Why yes, that is a silly, clickbaity title. Thanks for noticing. But, sorry, it is true.
Lots of cycling folk have commented on self driving cars. Some are enthusiastic, talking about the flaw in car design being the meat-pack in control, and how having machine like reflexes at the heart of a computer driven miracle of modernity will save cyclists lives by spotting cyclists earlier and reacting faster. Others have been rather more pessimistic. Auto-cars will of necessity require cyclists be excluded from road space such that robotic abominations against nature can reach maximum efficiency in dystopian nightmare of hyper-connected communication.
I think that both argument's have some merit. Humans do tend not to look where they're going, so having a machine do it isn't a bad idea. And yes, there's a risk that the most efficient use of space is one where every vehicle 'thinks' basically the same - but I think that the take-up of autonomous cars (stupid name, lets call them auto-cars or something) will be slow enough such that they'll have to have programming to work around other vehicles from the outset.
What worries me more is that, conceptually, they have to be designed to kill pedestrians.
Imagine, if you will, the typical urban main-road. You know the sort. Its the main road of a market town that should be charming but isn't because all you can see and hear is cars. Or a city street with four lanes of drivers going nowhere fast but conspiring to make the route un-crossable. You eye up the first motorist, he doesn't give an inch, you keep walking to the quarter of a mile away crossing hoping that a gap will appear, but it doesn't. No matter how often you think you've made contact you can never see a way across all four lanes. Maybe you make a dash for it - only to get half way across and stand there terrified until a softer-hearted driver grudgingly lets you cross.
What stopped you from crossing? Are the drivers morally superiority so you're showing them deference? Do they have a greater right to get where they're going than you do? No, of course not - the dominance of motor vehicles in public space is only possible on one basis. The very real, ever present, and utterly terrifying threat of violence. You can't cross the road, even when the drivers gain nothing from stopping you, because the motorist can kill or maim you, and is not absolutely required by law not to do so. There isn't sufficient legal or moral pressure on the motorist to ensure the safety of pedestrians crossing the road such that we can step off the pavement. Drivers are bullying you not to cross.

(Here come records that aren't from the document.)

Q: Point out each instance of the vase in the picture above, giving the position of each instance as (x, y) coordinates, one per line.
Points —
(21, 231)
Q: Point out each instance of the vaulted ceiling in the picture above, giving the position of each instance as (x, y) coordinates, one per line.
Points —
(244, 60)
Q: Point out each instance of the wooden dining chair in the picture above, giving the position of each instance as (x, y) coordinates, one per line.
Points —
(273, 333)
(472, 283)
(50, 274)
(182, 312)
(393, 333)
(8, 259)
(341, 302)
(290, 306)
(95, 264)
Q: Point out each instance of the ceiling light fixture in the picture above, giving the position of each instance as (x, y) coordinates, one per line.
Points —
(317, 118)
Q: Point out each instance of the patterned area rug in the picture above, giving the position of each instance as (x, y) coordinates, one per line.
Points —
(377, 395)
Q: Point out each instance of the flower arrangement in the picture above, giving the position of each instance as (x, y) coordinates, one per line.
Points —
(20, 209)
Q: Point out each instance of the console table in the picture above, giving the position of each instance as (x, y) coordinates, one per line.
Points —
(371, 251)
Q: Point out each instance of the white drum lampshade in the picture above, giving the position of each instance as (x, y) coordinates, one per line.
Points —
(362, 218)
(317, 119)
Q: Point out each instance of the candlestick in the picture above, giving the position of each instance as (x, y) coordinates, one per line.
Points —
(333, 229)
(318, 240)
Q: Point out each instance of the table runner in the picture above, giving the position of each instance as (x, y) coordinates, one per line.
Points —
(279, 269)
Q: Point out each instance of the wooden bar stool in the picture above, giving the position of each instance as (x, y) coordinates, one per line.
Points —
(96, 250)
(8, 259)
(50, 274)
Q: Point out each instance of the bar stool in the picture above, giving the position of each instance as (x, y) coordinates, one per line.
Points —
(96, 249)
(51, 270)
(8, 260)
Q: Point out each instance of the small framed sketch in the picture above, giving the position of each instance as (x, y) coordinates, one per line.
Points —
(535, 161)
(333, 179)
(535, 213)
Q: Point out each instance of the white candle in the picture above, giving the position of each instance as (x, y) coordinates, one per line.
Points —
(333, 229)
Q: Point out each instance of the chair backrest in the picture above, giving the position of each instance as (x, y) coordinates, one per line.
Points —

Imagine the same road full of auto-cars. Intelligent, safe, auto-cars that are designed to spot pedestrians who want to cross, or who have entered the road space, and therefore to stop. Now imagine what the impact of that is in a crowded city centre. Come on, be honest, do you walk way up the road to the crossing point and back up to where you want to go or do you just step out and stop the traffic to get over? Keep your imagination fired up for a moment longer - now there's not just you looking to cross, there's a stream of people wanting to cross the constant, terrifying maelstrom of traffic. If that stream of people know that they each of them can stop the cars, don't they just do that? At their own leisure, when and where they choose? Of course they do.
Can you now think what that'd be like in the car? Travel sick doesn't even begin to cover it. You'd get nowhere, you'd be forever stuck in the city centre at rush hour - and in those cities where the evening revelers merge into the homeward-bound commuters, you might be there all night.
Bluntly, the only way we'll be able to make auto-cars work is if we intentionally program them to risk killing people. If we don't give them the capacity to prioritise getting a passenger home over the safety of those outside the cars, they'll fail. They won't, and can't, work.
We already know that Mercedes Benz are designing cars that'll kill those outside the car if it saves the person inside the car. That is the only way this technology can work.
Be afraid. The autocalypse is coming. And its one where pedestrians come last.